One needs to be cautious about reading too much into such small moves though, as this survey question response, since its inception, .has typically shown little movement Where there has been a more noticeable improvement emanating from the survey responses during 2012 is in the survey response regarding the percentage of home buyers that are foreign citizens. Using a 2-quarter moving total, the 2nd quarter 2012 survey estimate was an estimated 4% of total buyers. While unchanged from the 1st quarter, this percentage is up from the 2% recorded in late-2010, but still significantly lower than the 6.5% back in 2008 prior to the recession.

It must be borne in mind that overall transaction volumes are far weaker than in the boom years, implying a still significantly weaker volume of foreign buying compared to early-2008 and before. What has also becoming apparent from the survey is that foreign citizens from the rest of Africa have become a more significant foreign buyer group once again following a slump. Although unchanged from the 1st quarter of 2012, from a low estimate of 8.5% of total foreign buyers back in 2010, the African foreign buyer contingent is now estimated at a significantly higher 20% of total foreign buyers as at the 2nd quarter of 2012 using a 2 quarter moving average.

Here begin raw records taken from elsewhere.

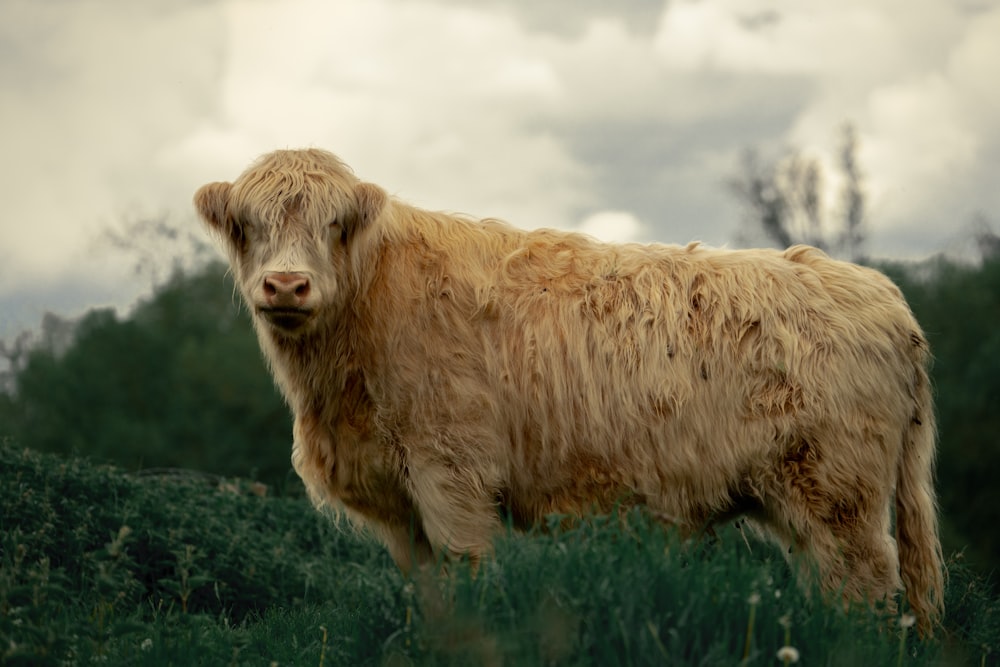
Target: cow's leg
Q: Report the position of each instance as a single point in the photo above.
(836, 529)
(457, 507)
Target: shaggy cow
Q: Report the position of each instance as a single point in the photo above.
(442, 370)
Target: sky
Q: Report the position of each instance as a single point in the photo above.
(625, 120)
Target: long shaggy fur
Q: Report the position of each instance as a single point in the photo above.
(452, 369)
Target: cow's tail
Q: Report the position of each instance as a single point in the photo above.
(920, 555)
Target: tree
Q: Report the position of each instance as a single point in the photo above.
(783, 200)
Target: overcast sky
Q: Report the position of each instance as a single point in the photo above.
(623, 119)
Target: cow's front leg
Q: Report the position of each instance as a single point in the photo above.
(457, 507)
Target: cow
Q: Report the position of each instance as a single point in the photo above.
(445, 372)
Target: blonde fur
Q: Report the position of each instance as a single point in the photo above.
(451, 368)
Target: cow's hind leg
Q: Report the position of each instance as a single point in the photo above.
(836, 529)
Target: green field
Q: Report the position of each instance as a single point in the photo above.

From this part of the survey, agents are telling us that African foreign buyers have become a very significant part of the foreign buyer contingent in the SA residential market. Given expected global economic developments, I would expect African foreign buying of residential property to become a far more significant percentage than its current 20% in the coming years. The reasoning is twofold. Firstly, Africa’s economic growth prospects, admittedly off a low base, appear somewhat more rosy than the likes of Europe and the USA, whose economies have some years to go to resolving their debt and financial commitment issues. Sub-Saharan Africa has become significantly more stable politically in recent years, laying the foundation for improved economic growth. The result should be a faster growth rate in individual wealth of Africans, and South Africa is, for the foreseeable future the economic hub of the region to which many Africans like to come to visit or work.

Secondly, as Sub-Saharan Africa grows, and with the likes of Gauteng being key services hubs, business interaction between SA and the rest of Africa, and skilled labour movement between the two, is likely to increase. This is a positive for foreign residential property buying.

foreign impact on property

CONCLUSION

For the time being, foreign buyers remain a relatively small group of buyers of South African residential property. However, there are signs that their contribution to overall buying has been stronger in the 1st half of 2012 than in 2011, with the effects of the recession of a few years ago gradually passing on.

But more noticeable is a significant increase in the African continent’s contribution to foreign buying, according to the agents’ perceptions, and one could expect this group’s contribution to increase significantly in the coming years with Africa’s economic fortunes expected to improve.

Against this, the outflow of emigrant sellers from the SA market appears to remain subdued, as one would expect in what is still a relatively tough period economically for many developed countries. This restricts job prospects, and thus the limits the attractiveness of certain traditionally popular emigration destinations.

The “net foreign effect” on the South African residential property market thus appears to have been improved in 2012 to date, compared to 2011, according to the FNB Estate Agent Survey.